<さよならプロ野球>

 2014年も多くの選手が球界の第一線を退いた。「さよならプロ野球」で新たな人生を歩み出した元選手を紹介する。

 兄の背中を追って飛び込んだプロ野球人生は5年で幕を下ろした。広島09年育成ドラフト1位で入団した永川光浩(27)だが、支配下選手登録されることなく、14年オフに戦力外を通告された。兄は球団最多セーブ記録を持ち、入団当時は絶対的な守護神だった永川勝浩(34)。現役5年間、「永川の弟」という重圧が常につきまとった。12年は独立リーグの四国IL・徳島、13年は同・香川に派遣され、実戦を積み重ねたものの、ユニホームを脱ぐことになった。

 プロでも、兄は兄であり続けた。ことあるごとにアドバイスをくれ、グラウンドを離れれば兄弟に戻っていた。「あれだけの結果を残しているだけでなく、野球に取り組む姿勢は、ひとりの野球人として参考にしていた。本当に尊敬しています」。小さい頃から憧れていた兄の背中は、プロ野球の世界でさらに大きく感じた。

 1月からは地元広島県の物流業社に就職することが決まっている。第2の人生も兄に導かれた。戦力外となり、行き先が決まらなかった永川光に手を差し伸べてくれた。知人を介して、物流業の株式会社ロジコムを紹介された。昨年12月20日から広島市内で1人暮らしを始め、1月からはマツダ車の部品管理から倉庫の管理などの業務を行う。

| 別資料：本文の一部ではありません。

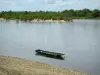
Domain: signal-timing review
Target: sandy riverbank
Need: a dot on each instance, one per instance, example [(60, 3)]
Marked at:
[(18, 66)]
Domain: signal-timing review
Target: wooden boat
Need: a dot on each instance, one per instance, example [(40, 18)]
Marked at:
[(49, 54)]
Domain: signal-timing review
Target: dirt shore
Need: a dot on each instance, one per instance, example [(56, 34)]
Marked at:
[(39, 20), (18, 66)]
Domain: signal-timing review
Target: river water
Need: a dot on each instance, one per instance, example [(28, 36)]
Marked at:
[(79, 40)]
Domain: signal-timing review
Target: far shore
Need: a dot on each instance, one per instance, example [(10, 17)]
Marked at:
[(39, 20), (18, 66)]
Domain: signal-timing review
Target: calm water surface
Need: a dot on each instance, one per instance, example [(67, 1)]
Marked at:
[(80, 40)]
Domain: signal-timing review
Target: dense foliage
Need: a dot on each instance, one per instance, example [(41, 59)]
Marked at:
[(44, 15)]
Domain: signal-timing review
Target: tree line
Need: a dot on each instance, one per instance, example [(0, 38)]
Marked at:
[(45, 15)]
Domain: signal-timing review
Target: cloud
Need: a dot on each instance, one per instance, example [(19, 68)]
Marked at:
[(52, 5)]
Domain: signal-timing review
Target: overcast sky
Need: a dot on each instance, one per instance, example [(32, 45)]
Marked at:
[(47, 5)]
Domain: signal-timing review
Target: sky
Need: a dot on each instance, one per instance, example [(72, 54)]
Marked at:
[(47, 5)]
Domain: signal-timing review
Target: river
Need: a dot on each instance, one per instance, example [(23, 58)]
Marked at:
[(79, 40)]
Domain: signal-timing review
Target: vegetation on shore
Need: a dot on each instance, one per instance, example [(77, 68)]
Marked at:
[(65, 15), (18, 66)]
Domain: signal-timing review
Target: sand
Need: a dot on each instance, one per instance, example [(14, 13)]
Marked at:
[(18, 66)]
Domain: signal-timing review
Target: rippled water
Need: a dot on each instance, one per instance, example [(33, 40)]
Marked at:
[(79, 39)]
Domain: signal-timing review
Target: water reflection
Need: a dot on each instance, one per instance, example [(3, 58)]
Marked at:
[(79, 39)]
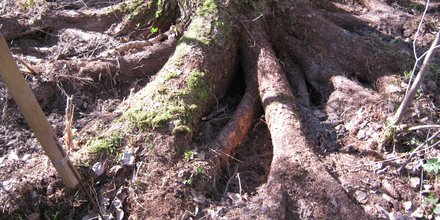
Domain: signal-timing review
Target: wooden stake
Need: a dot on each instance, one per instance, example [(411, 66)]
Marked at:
[(34, 116)]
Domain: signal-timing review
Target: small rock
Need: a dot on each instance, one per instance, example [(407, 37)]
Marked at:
[(183, 174), (114, 170), (427, 187), (361, 196), (33, 216), (414, 182), (407, 205), (319, 114), (13, 156), (98, 168), (418, 213), (361, 134), (387, 198), (199, 200), (127, 159), (432, 86), (397, 216)]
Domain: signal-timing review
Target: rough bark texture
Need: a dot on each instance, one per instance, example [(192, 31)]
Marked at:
[(295, 58)]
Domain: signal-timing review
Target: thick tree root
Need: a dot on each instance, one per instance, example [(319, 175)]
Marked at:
[(293, 159), (238, 126)]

「野球のことしか知らないので、今は不安ばかりです」。ドラフト指名されたとき以上の不安が募る。ただ、兄と異なる世界に身を置く第2の人生の成功が、兄への恩返しとなる。【前原淳】

 ◆永川光浩(ながかわ・みつひろ)1987年(昭62)11月2日、広島県三次市生まれ。三次-龍谷大。潜在能力を買われ、09年育成ドラフト1位で入団。12年、13年は経験を積むため四国ILに派遣された。今季ウエスタン・リーグは3試合登板のみ。189センチ、78キロ。左投げ左打ち。